One evening, he lay in the middle of the path clutching his leg, wailing that he had fallen. When a kind farmer rushed to help, Jill came from behind, a stone clutched in her small fist. The blow was sharp and sudden. The man collapsed. They didn’t kill him, not then. They stripped him of his coin purse, his knife, his pack of dried meat, and rolled him down the slope. He woke later bruised and confused, with no memory of the faces he had seen.

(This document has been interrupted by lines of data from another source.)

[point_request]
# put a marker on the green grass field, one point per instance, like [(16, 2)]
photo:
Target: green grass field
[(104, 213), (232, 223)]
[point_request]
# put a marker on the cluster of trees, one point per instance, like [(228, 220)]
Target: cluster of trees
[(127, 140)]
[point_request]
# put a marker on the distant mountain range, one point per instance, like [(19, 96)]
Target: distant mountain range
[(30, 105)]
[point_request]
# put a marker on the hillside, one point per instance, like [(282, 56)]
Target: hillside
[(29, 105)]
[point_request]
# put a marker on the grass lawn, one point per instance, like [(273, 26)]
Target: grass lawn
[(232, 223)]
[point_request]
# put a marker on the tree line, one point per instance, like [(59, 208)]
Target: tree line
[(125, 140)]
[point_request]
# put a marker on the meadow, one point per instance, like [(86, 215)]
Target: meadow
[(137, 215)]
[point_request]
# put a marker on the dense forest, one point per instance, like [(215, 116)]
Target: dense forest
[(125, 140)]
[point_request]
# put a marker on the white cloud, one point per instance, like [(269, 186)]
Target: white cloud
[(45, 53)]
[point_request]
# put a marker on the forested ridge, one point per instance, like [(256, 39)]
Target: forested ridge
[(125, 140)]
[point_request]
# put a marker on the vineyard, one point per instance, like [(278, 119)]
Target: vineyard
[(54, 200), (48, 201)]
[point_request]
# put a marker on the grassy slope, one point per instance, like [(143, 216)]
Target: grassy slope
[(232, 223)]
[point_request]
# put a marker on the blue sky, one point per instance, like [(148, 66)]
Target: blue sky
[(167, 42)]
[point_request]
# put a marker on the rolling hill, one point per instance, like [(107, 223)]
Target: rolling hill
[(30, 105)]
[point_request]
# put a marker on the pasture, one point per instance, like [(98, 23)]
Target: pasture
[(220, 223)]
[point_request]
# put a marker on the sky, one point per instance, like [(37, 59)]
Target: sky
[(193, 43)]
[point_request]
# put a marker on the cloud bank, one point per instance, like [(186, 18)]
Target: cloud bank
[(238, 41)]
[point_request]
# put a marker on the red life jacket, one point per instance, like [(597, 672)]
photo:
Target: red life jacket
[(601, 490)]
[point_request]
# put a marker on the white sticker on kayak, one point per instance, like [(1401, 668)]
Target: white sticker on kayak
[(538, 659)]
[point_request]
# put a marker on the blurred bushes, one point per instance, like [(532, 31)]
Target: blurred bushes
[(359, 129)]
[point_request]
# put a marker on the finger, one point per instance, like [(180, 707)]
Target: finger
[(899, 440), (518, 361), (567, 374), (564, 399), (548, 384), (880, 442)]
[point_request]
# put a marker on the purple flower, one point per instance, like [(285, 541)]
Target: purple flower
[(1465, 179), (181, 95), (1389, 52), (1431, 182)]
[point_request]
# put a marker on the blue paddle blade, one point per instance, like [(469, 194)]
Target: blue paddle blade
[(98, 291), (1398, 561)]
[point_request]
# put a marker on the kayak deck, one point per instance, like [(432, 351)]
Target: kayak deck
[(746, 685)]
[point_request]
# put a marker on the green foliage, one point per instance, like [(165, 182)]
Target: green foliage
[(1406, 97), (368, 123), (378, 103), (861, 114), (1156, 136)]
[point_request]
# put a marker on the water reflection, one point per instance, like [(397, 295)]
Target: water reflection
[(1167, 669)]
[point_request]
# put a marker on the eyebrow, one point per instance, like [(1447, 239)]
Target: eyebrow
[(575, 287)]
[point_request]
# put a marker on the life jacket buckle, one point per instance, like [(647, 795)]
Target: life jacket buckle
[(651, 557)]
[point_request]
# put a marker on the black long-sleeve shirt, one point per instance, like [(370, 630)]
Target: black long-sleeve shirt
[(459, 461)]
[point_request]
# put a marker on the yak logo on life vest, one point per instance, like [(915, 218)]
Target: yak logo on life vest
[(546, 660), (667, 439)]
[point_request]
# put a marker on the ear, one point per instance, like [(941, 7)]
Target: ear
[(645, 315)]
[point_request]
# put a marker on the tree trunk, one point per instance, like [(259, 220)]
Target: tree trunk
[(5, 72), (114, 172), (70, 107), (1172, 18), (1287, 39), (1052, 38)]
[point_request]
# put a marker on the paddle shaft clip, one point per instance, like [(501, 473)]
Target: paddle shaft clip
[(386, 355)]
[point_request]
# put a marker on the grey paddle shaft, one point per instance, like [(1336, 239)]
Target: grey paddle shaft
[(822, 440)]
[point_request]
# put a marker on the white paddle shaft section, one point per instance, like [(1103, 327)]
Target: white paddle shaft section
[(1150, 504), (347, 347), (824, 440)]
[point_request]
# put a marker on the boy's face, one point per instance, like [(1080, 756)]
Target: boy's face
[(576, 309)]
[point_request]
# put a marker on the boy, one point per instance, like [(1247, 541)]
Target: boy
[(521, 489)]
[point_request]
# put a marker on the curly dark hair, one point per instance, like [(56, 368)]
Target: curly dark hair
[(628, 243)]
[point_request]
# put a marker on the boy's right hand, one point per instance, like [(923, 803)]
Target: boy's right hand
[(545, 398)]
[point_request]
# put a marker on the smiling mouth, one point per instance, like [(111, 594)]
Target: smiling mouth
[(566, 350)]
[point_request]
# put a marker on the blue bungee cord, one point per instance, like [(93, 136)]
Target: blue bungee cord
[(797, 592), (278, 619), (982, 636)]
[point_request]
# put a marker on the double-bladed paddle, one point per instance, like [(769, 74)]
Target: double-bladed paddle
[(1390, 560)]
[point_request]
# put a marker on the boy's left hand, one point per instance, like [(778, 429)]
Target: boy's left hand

But Jack and Jill grew bolder. Each ambush sharpened their methods. Sometimes Jack would stumble into travelers on purpose, knocking loose their purses. Other times Jill would beg for help carrying the pail, her big eyes brimming with fake tears, until her victim leaned down within reach. The rhyme grew in whispers, carried on the wind.


“Jack and Jill went up the hill,

To fetch a pail of gain.

Jack struck first, and Jill struck worse,

And none came down again.”


It was inevitable. One night, a merchant with a heavy pack staggered up the path. Jack cried out, feigning injury. The merchant bent low. Jill swung her stone. But this time the man did not simply collapse. His head struck the rocks with a sickening crack. He lay still. The children froze. They had never seen a body so quiet, so broken. Jill touched his face, then pulled her hand back when blood stained her fingers. Jack looked around, panicked, then laughed.


“No one will know,”


He said. They dragged the merchant to the well, pried open his pack, and poured his goods into their pail. His body followed, tumbling into the black water with a splash. The ripples died quickly.


The next morning, the village whispered of a missing merchant. But the children only skipped through the streets, their pail swinging innocently at their sides. More travelers vanished. Sometimes it was merchants. Sometimes farmers. Once, even a soldier disappeared on the hill. His horse returned alone, reins dragging in the dirt.


The villagers grew afraid of the hill. Some refused to use the well altogether. Rumors spread that the well was cursed, that the hill swallowed the greedy, that spirits dragged them down.


Jack and Jill listened, wide-eyed, as the adults frightened themselves with tales. Their secret was safe. But not with everyone. An old shepherd claimed he saw two shadows near the well at night. He swore he heard children’s laughter echoing down the hill. When he told the village, they mocked him, calling him senile. A week later, he vanished too.


Jack and Jill grew careless. Their pail grew heavy with coins, jewelry, knives, and trinkets. They whispered of leaving the village one night, of running away with their treasures. But before they could, the disappearances caught up with them. The villagers, desperate and terrified, marched up the hill one evening, torches in hand. They found the well, the rocks slick with something dark. They shouted down into the depths, but the echoes swallowed their voices.


Jack and Jill were never seen again. Some said the villagers threw them into the well when the truth was discovered. Others said they slipped and fell, victims of their own greed. Still others believed they escaped, vanishing into the world to rob new villages under new names. But the rhyme remained. And on certain nights, if you climb the hill alone, you may still hear it—not sung by children at play, but whispered low, right behind you:


“Jack and Jill went up the hill,

To fetch a pail of plunder.

Jack fell down, and Jill struck hard,

And all the town fell under.”


Years later, when children sang the rhyme, no one remembered the robberies. No one spoke of the blood spilled on the rocks, or the merchant’s body in the well. The rhyme became innocent again, reduced to a simple story of children tumbling. But some villagers never forgot.